V. BOZMA VE BOZMADAN SONRAKİ YARGILAMA SÜRECİ
A. Bozma Kararı
1. Bölge Adliye Mahkemesinin yukarıda belirtilen kararına karşı süresi içinde davalı idare vekili temyiz isteminde bulunmuştur.
2. Yargıtay 5. Hukuk Dairesinin yukarıda tarih ve sayısı belirtilen kararı ile;
"... 11.06.2013 tarihinde yürürlüğe giren 6487 sayılı Yasa ile 2942 sayılı Kamulaştırma Kanunu'nun değiştirilen Geçici 6. maddesi uyarınca 09/10/1956 tarihi ile 04/11/1983 tarihleri arasında fiilen el atılan taşınmazlara ilişkin olarak açılan kamulaştırmasız el atma davalarında taşınmazın el atma tarihindeki nitelikleri esas alınarak dava tarihindeki değerinin tespit edilmesi gerekir.
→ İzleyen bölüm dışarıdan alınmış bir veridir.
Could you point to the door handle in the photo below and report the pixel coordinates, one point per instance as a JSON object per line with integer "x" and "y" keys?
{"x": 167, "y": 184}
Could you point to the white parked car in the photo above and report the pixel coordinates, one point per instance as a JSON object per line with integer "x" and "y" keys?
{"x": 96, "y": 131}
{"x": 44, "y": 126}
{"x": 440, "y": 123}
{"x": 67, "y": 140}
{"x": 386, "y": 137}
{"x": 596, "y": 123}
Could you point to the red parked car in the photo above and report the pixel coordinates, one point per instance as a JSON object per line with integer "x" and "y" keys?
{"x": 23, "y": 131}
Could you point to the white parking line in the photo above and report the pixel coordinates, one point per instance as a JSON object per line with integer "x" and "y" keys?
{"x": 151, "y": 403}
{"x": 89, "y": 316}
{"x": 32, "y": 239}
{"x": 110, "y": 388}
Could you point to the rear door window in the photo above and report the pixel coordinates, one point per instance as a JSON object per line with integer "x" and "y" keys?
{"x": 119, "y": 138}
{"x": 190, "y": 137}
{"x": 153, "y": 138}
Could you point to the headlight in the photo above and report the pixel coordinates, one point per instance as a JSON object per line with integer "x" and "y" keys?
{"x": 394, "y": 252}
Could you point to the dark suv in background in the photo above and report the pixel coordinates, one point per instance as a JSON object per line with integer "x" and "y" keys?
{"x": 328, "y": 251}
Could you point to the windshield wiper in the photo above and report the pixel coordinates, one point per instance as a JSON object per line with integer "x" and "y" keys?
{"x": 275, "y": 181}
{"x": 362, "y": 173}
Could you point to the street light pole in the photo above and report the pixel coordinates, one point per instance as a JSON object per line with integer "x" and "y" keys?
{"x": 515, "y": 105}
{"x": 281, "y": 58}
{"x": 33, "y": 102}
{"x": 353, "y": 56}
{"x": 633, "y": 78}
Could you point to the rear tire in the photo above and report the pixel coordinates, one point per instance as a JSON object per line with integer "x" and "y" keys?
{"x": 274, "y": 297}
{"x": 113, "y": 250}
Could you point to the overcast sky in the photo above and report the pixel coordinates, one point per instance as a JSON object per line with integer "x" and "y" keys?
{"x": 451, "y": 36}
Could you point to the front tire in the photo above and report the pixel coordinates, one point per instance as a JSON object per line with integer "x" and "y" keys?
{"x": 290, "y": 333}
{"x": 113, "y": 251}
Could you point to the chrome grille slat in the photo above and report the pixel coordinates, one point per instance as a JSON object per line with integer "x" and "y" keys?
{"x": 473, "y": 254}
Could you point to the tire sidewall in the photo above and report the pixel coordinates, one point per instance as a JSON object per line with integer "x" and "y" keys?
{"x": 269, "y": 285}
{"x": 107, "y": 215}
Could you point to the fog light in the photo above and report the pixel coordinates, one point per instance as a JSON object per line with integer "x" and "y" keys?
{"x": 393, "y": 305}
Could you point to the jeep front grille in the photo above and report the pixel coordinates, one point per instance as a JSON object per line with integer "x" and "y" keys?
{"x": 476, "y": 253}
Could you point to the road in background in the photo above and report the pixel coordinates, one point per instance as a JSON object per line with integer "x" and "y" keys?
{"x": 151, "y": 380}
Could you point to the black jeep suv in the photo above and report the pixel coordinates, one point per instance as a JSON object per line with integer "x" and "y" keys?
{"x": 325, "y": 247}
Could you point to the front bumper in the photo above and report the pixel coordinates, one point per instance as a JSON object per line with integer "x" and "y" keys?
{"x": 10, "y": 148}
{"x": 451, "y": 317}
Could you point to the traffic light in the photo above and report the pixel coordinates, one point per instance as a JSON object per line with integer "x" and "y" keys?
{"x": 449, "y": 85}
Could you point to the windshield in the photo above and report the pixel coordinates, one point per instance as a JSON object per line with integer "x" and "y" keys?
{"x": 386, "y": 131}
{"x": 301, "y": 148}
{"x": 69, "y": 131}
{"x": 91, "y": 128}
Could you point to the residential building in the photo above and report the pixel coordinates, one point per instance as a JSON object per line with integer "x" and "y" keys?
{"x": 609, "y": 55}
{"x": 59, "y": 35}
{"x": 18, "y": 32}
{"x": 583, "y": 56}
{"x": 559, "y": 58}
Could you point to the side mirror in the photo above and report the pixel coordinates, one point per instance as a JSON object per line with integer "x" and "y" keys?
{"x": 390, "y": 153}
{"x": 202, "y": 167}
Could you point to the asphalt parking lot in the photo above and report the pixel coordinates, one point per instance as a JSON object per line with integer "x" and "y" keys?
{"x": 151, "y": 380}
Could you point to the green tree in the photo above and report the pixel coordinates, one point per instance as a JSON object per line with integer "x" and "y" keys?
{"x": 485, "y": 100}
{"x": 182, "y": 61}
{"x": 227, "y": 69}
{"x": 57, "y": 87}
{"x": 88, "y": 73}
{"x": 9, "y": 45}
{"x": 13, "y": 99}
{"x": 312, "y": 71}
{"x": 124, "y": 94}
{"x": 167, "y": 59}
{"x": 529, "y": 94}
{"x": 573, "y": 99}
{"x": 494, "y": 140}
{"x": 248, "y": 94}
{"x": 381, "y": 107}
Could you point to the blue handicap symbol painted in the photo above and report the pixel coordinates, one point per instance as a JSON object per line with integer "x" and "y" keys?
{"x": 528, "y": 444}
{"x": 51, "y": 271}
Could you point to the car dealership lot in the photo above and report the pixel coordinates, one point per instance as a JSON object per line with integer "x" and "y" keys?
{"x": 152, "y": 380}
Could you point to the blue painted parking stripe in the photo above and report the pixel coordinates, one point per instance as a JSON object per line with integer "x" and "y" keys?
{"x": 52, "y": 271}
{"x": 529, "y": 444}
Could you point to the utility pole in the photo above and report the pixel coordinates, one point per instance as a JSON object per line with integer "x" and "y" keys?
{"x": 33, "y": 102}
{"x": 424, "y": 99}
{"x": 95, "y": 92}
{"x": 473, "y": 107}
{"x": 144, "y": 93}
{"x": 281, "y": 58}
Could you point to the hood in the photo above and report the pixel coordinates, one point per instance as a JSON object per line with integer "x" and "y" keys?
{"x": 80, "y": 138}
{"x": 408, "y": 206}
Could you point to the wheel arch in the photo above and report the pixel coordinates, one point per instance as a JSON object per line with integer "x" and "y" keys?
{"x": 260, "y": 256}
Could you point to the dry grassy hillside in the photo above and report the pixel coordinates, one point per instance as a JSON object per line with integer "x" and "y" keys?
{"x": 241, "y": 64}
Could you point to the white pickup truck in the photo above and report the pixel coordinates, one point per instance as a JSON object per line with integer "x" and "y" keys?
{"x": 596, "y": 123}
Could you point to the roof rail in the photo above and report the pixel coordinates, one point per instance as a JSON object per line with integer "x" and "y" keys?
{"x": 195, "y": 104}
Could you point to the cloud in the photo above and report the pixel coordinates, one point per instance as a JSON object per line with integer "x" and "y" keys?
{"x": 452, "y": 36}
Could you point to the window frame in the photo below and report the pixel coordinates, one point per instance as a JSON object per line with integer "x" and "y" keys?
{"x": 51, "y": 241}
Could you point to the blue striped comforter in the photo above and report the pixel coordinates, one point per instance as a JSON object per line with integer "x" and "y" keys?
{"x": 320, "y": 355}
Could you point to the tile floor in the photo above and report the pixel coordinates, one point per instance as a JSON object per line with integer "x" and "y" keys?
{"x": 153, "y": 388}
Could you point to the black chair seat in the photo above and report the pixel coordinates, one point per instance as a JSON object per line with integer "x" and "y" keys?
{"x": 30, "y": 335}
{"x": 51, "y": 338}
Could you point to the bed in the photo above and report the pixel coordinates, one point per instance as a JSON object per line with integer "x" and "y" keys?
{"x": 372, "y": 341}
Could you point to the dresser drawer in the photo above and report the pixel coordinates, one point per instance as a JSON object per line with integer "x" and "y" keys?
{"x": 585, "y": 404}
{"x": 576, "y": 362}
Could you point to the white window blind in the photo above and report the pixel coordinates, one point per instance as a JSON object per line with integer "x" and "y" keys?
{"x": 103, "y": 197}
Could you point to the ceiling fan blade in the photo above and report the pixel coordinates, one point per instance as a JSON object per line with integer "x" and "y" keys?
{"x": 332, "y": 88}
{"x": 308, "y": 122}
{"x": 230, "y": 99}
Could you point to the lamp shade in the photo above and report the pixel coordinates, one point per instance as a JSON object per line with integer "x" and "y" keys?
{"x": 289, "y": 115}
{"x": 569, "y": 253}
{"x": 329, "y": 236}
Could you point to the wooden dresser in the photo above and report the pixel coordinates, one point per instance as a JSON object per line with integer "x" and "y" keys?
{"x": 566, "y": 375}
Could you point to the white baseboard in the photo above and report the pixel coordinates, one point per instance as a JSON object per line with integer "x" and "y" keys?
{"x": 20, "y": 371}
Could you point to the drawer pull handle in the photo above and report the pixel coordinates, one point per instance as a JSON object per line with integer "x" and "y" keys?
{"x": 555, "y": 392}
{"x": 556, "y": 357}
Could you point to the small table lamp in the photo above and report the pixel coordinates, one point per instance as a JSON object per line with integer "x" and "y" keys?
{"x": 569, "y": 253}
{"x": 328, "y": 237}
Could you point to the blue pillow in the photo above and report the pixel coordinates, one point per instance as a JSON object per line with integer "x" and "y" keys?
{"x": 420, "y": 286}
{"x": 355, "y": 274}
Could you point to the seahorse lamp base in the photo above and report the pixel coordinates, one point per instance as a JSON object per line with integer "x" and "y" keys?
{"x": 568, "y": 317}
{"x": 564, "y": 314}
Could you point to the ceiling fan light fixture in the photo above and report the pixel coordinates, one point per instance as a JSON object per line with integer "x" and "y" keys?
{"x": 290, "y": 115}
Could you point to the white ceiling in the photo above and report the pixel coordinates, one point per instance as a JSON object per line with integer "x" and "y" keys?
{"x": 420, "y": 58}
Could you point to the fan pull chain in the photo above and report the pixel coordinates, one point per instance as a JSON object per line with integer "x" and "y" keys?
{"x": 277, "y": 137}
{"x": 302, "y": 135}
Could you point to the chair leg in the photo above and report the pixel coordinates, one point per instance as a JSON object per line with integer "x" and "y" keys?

Dosyadaki bilgi ve belgelerden, dava konusu 291 parsel sayılı taşınmazın ifrazı ile oluşan 495 ve 496 parsel sayılı taşınmazlara el atma tarihi 1983 yılı öncesi (1962) olup, el atıldığı tarihte dava konusu taşınmazın belediye ve mücavir alan sınırları içinde bulunmadığı anlaşıldığından taşınmazın arsa niteliğinde kabulüne olanak yoktur.
Taşınmazın el atma tarihi itibari ile arsa vasfını kazanmadığı anlaşıldığından, arazi niteliğinde olduğu gözetilerek yeniden oluşturulacak bilirkişi kurulu eşliğinde keşif yapılarak, o yörede mutad olarak ekilen münavebeli ürünleri ve münavebeye alınan ürünlerin dekar başına verim miktarları Tarım ve Orman İlçe Müdürlüğünden, değerlendirme tarihi olan 2016 yılı dekar başına üretim masrafları ile hasat dönemindeki ortalama toptan kg. satış fiyatlarının da ilgili resmi kuruluşlardan sorulmasından sonra taşınmazın olduğu gibi kullanılması halinde getireceği net gelirine göre değer biçilmesi gerekirken yazılı şekilde hüküm kurulması,
Doğru görülmemiştir." gerekçesiyle karar bozulmuştur.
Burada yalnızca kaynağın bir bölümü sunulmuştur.